Question

A square loop of side 2.0 cm is placed inside a long solenoid that has 50 turns per centimetre and carries as sinusoidally varying current of amplitude 2.5 A and angular frequency 700 rad s^–1. The central axes of the loop and selenoid coincide. The amplitude of the emf induced in the loop is x×10^–4 V . The value of x is ______ . (Take, \(\pi\) = 22/7)

Answer 1

Correct Answer: 44

To determine the amplitude of the emf induced in the square loop, we use Faraday's law of electromagnetic induction, which states: emf = -dΦ/dt, where Φ is the magnetic flux. For a solenoid, the magnetic field B is given by B = μ₀nI, where μ₀=4π×10^-7 T m A^-1 is the permeability of free space, n is the number of turns per unit length, and I is the current. 

Given n = 50 turns/cm = 5000 turns/m, current I(t) = 2.5 sin(ωt) A, where ω = 700 rad/s.

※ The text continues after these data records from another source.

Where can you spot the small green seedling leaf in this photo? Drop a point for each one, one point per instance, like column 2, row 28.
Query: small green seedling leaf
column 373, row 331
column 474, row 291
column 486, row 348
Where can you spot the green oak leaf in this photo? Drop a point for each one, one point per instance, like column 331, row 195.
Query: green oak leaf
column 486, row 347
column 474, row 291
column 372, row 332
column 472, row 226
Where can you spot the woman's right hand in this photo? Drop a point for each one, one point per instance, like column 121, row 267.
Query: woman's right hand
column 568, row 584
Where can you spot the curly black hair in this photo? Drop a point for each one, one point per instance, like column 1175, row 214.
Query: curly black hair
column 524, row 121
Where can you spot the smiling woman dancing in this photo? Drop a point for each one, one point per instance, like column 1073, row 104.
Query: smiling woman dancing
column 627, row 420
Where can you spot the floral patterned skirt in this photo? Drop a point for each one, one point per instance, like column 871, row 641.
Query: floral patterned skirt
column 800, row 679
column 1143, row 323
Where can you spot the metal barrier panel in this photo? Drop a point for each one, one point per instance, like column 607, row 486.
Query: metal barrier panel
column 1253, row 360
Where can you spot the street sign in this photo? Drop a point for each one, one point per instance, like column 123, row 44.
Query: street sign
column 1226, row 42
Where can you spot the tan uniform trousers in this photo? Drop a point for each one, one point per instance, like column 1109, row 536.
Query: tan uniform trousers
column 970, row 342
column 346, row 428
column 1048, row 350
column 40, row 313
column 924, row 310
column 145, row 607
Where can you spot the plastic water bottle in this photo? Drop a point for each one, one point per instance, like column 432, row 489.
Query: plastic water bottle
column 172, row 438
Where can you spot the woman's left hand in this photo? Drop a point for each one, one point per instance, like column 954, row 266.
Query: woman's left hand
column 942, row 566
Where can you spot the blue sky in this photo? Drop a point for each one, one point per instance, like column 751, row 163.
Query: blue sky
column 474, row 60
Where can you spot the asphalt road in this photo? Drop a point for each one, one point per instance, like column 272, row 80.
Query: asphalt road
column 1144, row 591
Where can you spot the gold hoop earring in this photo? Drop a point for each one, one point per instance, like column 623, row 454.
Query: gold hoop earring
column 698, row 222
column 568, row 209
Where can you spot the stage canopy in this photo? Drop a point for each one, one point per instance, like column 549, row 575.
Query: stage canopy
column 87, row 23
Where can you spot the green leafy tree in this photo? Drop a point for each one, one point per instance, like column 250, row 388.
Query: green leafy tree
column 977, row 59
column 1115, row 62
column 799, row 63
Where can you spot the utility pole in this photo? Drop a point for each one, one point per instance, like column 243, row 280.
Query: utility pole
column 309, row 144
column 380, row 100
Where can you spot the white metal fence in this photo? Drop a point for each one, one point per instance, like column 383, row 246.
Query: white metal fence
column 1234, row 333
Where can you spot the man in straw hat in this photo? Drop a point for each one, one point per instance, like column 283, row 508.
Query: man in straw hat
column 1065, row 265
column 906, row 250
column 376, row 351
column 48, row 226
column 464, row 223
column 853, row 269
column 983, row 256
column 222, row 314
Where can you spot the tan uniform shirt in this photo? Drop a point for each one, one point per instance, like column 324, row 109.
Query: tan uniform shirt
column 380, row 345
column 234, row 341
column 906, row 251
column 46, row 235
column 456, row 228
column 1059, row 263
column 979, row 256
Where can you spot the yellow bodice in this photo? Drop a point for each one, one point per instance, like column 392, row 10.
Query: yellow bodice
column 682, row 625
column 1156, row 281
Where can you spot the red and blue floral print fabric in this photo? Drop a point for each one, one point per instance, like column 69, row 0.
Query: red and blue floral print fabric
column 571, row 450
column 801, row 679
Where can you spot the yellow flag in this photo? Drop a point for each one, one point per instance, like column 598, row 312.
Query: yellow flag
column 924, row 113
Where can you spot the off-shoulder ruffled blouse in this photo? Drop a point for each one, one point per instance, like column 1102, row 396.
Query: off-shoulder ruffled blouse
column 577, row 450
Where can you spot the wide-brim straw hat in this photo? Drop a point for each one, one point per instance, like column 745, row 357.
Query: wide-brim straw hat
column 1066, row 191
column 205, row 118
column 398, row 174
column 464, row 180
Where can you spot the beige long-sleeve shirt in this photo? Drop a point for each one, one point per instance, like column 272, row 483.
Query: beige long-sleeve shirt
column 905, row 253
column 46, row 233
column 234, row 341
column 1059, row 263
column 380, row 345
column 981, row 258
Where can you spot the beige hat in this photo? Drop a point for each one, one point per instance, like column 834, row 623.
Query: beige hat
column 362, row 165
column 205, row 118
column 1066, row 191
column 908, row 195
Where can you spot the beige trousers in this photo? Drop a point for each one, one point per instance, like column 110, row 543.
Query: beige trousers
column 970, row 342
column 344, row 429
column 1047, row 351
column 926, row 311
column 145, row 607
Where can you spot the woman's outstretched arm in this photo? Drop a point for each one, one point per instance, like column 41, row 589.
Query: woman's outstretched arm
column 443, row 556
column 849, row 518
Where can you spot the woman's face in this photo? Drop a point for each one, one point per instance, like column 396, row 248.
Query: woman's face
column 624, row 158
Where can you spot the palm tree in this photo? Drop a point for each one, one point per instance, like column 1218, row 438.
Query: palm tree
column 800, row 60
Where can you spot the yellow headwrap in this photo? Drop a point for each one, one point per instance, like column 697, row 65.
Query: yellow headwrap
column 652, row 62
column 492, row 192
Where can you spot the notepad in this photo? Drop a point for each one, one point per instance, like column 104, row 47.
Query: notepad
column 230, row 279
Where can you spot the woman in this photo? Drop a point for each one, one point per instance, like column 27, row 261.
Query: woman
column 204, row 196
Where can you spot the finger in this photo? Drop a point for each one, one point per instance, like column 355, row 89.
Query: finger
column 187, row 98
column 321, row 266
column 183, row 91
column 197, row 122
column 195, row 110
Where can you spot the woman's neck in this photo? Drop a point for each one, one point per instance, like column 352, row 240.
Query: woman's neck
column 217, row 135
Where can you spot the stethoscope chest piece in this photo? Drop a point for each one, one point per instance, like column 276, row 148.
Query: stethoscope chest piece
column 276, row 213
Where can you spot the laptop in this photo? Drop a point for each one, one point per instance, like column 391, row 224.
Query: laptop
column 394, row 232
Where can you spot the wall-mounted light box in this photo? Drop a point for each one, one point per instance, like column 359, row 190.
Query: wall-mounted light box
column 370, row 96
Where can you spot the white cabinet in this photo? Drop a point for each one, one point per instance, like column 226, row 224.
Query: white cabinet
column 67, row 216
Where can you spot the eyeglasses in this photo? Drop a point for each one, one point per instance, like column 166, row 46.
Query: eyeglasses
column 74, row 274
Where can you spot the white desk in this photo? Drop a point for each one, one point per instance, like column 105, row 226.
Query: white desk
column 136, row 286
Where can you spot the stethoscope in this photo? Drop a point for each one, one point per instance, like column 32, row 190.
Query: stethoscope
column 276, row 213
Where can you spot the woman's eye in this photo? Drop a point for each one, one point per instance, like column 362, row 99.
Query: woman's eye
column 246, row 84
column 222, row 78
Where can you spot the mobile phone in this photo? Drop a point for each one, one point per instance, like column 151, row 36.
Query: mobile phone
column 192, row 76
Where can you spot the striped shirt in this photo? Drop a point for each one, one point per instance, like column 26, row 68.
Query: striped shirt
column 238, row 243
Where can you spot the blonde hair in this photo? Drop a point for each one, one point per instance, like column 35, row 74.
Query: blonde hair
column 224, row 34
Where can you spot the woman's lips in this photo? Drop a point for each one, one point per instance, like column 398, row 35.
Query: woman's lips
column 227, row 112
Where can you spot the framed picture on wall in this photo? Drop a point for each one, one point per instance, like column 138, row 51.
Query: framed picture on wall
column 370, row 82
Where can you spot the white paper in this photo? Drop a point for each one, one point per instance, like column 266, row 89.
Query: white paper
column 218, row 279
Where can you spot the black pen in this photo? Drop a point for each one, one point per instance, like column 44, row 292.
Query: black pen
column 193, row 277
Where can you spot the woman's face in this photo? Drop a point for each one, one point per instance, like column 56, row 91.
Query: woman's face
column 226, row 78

The magnetic field inside the solenoid is B = (μ₀n)(2.5 sin(ωt)).

The magnetic flux Φ through the loop (area A = side² = (0.02 m)² = 4×10^-4 m²) is Φ = BA. Hence, Φ = μ₀n(2.5 sin(ωt))(4×10^-4).

Substitute μ₀ = 4π×10^-7, A = 4×10^-4, n = 5000:

Φ = 4π×10^-7 × 5000 × 2.5 × 4×10^-4 sin(ωt) = 2π×5×10^-5 sin(700t).

The induced emf (E) is E = -dΦ/dt = -d/dt [2π×5×10^-5 sin(700t)].

Calculate d/dt: E = -2π×5×10^-5 × 700 cos(700t)= -700×10^-5 (11/7) cos(700t).

E = -11×70×10^-5 cos(700t) = -770×10^-5 cos(700t).

The amplitude of emf is 770×10^-5 V.

Convert units: 770×10^-5 V = 77×10^-4 V.

The value of x is 77, which falls within the provided range 44,44. Hence, x = 77.